8. The natural speech recognition device based on the hybrid local and cloud recognition of claim 7, wherein:

and in the interaction module, for each response mode, randomly outputting a pre-stored response result.

9. The natural speech recognition device based on the hybrid local and cloud recognition of any one of claims 5-8, further comprising:

and the confidence coefficient adjusting module is used for adjusting the confidence coefficient of the first voice recognition result to be higher than the confidence coefficient of the second voice recognition result when the judgment result of the judging module is negative.
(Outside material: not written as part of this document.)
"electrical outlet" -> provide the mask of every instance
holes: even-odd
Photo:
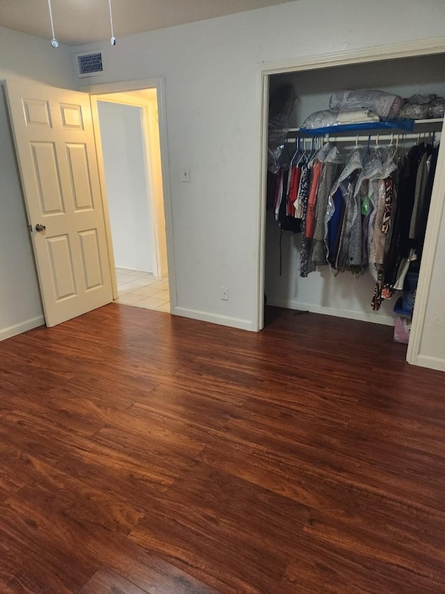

10. A natural speech recognition system based on local and cloud hybrid recognition, comprising the natural speech recognition apparatus of any one of claims 5 to 9 and:

a voice receiving device for receiving a natural voice signal;

the natural language recognition module analyzes the natural voice signal to obtain an application scene of natural voice;

the natural voice recognition device receives an application scene of natural voice, the first voice recognition result and the confidence coefficient thereof, and the second voice recognition result and the confidence coefficient thereof recognized by the cloud end; according to the application scene of the natural voice, adjusting the confidence coefficient of the first voice recognition result and the confidence coefficient of the second voice recognition result; if the application scene is related to local application, improving the confidence coefficient of the first voice recognition result; and outputting one of the first voice recognition result and the second voice recognition result with high confidence as a final recognition result.

11. The natural speech recognition system based on hybrid local and cloud recognition of claim 10, wherein:

the natural language recognition module is configured in the local recognition engine.